§351-14 Hearings and evidence. For those applications that will be heard by the commission, the applicant and the commission's legal adviser shall be entitled to appear and be heard. Any other person may appear and be heard who satisfies the commission that the person has a substantial interest in the proceedings. In any case in which the person entitled to make an application is a child, the application may be made on the child's behalf by any person acting as the child's parent or guardian. In any case in which the person entitled to make an application is mentally defective, the application may be made on the person's behalf by the person's guardian or any other individual authorized to administer the person's estate.
Where, under this chapter, any person is entitled to appear and be heard by the commission, that person may appear in person or be represented by the person's attorney. All hearings shall be open to the public, unless in a particular case, the commission determines that the hearing, or a portion thereof, should be held in private, because the offender has not been convicted or in the interest of the victim of an alleged sexual offense.
Every person appearing under this section shall have the right to produce evidence and to cross-examine witnesses.

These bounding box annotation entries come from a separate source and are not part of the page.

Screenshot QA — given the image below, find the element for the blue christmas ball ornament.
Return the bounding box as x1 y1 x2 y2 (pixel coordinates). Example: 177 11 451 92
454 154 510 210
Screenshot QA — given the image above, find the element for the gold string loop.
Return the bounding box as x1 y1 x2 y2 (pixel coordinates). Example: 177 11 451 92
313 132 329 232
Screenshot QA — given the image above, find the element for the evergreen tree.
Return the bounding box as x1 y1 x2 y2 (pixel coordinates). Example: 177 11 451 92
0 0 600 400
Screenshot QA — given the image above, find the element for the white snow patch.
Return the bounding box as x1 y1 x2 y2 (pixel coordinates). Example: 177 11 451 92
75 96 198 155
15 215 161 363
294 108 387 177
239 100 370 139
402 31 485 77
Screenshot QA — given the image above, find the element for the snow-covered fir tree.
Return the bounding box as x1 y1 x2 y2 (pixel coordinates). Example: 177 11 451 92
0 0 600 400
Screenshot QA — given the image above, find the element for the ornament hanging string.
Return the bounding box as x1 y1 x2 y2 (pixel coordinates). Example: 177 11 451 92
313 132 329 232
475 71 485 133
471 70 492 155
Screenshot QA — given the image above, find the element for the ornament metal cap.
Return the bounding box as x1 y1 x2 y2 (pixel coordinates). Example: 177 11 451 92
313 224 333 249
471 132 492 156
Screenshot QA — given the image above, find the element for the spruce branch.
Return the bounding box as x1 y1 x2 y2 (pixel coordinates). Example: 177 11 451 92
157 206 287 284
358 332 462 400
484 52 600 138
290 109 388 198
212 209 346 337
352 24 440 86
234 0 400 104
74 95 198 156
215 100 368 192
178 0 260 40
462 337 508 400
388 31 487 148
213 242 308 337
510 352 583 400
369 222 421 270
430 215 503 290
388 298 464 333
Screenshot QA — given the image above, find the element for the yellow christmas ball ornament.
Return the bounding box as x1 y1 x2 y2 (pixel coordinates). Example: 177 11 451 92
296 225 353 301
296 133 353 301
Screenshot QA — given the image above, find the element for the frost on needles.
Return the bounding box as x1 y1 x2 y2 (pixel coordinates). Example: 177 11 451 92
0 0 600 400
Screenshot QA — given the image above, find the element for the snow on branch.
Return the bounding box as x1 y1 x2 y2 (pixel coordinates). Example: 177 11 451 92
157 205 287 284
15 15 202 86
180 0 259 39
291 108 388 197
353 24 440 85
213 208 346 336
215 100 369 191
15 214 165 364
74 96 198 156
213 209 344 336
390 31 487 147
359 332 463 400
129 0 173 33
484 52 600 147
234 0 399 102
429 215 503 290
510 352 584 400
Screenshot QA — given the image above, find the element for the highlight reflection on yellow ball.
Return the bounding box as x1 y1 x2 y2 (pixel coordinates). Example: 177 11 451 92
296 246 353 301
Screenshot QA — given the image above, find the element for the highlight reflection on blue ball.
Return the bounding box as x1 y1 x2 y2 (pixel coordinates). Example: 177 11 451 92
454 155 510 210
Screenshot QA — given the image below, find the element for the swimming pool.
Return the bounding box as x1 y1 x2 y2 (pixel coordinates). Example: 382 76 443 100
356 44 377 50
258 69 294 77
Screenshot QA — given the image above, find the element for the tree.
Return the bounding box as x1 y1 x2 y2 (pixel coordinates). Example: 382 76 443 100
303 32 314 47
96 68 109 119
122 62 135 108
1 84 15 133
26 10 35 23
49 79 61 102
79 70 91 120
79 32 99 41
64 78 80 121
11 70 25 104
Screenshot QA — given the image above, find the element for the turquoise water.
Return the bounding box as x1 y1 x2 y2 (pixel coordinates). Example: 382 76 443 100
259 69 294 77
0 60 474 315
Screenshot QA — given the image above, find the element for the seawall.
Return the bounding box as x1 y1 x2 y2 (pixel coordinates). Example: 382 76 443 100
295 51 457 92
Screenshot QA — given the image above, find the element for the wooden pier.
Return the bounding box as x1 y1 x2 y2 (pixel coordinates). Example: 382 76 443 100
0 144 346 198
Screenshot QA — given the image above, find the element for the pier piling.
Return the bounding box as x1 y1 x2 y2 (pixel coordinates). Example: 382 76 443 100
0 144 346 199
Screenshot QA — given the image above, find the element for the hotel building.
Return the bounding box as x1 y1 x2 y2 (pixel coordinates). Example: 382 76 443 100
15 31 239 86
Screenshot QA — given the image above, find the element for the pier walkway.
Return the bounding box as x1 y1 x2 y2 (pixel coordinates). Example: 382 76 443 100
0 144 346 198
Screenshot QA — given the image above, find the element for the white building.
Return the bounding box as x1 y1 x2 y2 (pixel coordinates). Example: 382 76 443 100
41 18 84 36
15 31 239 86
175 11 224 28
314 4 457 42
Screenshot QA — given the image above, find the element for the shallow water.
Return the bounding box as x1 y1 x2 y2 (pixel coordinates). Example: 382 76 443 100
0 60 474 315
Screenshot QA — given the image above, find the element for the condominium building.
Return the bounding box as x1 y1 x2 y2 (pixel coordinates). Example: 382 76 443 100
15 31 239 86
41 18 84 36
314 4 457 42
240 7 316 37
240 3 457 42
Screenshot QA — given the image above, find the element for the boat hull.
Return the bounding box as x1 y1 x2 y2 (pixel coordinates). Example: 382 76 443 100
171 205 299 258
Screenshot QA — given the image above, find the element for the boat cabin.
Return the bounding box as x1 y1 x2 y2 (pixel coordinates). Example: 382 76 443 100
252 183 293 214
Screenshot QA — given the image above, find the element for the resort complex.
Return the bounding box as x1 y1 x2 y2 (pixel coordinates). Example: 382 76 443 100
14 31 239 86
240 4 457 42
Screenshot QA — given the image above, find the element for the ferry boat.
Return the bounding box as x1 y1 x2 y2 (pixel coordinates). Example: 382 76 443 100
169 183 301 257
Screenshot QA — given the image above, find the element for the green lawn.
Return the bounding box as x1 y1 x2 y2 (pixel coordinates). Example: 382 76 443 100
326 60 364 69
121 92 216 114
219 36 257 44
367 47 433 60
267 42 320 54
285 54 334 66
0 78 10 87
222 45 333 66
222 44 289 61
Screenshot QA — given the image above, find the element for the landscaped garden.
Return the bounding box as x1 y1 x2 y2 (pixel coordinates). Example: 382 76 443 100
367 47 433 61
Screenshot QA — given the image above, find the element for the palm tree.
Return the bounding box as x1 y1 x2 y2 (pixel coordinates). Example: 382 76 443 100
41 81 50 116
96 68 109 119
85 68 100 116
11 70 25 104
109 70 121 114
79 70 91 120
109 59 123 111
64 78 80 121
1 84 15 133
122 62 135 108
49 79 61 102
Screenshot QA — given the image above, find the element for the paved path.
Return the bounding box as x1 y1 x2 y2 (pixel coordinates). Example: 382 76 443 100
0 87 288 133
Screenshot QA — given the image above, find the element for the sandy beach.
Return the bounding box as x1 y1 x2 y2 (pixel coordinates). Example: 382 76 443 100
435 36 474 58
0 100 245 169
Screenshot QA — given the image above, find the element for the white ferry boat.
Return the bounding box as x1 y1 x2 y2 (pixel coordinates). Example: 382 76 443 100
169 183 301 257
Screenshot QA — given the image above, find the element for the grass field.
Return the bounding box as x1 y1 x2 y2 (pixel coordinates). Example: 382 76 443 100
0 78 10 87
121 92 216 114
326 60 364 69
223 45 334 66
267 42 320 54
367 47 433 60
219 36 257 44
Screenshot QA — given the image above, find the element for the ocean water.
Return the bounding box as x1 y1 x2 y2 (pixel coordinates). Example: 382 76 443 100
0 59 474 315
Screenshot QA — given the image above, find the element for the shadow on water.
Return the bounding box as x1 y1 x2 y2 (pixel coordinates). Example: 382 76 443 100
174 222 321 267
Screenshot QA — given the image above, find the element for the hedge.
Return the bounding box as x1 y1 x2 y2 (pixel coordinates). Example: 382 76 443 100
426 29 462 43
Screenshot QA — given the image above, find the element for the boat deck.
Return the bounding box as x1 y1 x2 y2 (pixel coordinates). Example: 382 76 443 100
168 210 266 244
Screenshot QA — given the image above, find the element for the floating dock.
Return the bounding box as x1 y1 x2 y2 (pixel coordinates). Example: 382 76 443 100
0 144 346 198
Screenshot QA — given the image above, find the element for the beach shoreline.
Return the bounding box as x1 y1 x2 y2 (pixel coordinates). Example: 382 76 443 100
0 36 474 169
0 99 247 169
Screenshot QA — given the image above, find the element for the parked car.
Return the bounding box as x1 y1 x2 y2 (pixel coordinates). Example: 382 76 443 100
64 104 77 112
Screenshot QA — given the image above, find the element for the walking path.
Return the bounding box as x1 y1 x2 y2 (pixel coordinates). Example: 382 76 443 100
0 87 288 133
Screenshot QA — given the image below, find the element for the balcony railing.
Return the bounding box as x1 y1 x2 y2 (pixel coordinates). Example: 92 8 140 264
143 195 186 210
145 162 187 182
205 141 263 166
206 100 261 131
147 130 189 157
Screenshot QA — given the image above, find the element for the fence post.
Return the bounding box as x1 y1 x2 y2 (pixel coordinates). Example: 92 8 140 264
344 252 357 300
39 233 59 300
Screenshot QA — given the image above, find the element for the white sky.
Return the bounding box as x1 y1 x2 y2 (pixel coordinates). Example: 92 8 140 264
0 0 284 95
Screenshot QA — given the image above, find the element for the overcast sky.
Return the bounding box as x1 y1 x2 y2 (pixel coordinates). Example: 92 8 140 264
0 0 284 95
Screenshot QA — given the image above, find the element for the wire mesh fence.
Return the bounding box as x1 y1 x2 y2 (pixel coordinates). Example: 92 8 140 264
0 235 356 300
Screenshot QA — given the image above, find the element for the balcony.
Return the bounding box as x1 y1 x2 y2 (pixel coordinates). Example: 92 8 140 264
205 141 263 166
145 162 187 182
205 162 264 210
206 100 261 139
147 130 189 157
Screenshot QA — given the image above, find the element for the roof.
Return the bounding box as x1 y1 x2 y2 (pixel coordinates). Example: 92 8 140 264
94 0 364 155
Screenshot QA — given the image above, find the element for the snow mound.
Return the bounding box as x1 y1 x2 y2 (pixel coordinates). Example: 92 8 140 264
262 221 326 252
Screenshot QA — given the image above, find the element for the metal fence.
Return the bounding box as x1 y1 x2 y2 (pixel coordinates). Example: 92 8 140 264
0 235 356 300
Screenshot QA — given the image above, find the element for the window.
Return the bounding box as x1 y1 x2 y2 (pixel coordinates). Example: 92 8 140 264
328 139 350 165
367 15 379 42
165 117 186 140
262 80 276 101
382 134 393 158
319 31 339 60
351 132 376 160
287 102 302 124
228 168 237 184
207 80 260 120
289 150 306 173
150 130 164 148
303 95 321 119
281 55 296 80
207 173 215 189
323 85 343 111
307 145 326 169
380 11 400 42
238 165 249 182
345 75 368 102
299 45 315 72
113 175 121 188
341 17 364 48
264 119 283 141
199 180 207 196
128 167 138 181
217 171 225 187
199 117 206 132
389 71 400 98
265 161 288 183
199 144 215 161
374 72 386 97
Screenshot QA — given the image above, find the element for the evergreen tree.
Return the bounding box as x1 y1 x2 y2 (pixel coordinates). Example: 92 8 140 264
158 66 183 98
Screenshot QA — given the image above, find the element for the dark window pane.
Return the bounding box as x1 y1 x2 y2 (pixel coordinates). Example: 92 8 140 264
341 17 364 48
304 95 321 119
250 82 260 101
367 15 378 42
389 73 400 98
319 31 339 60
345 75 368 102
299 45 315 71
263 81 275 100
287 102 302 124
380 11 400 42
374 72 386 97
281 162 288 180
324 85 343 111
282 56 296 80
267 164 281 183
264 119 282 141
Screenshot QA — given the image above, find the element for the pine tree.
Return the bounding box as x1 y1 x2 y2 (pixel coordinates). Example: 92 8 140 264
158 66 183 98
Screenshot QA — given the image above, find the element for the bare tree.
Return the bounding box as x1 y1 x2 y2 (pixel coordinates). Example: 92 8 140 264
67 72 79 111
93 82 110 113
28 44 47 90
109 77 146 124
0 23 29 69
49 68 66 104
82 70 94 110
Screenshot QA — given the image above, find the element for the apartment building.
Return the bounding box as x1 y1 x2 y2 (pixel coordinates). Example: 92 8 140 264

The commission may receive in evidence any statement, document, information, or matter that, in the opinion of the commission, may contribute to its functions under this chapter, whether or not the statement, document, information, or matter would be admissible in a court of law.
If any person has been convicted of any offense with respect to an act or omission on which a claim under this chapter is based, proof of that conviction, unless an appeal against the conviction or a petition for a rehearing in respect of the charge is pending or a new trial or rehearing has been ordered, shall be taken as conclusive evidence that the offense has been committed. [L 1967, c 226, pt of §1; HRS §351-14; gen ch 1985; am L 1993, c 219, §2]
Case Notes
Applicability of the administrative procedure act. 54 H. 294, 506 P.2d 444 (1973).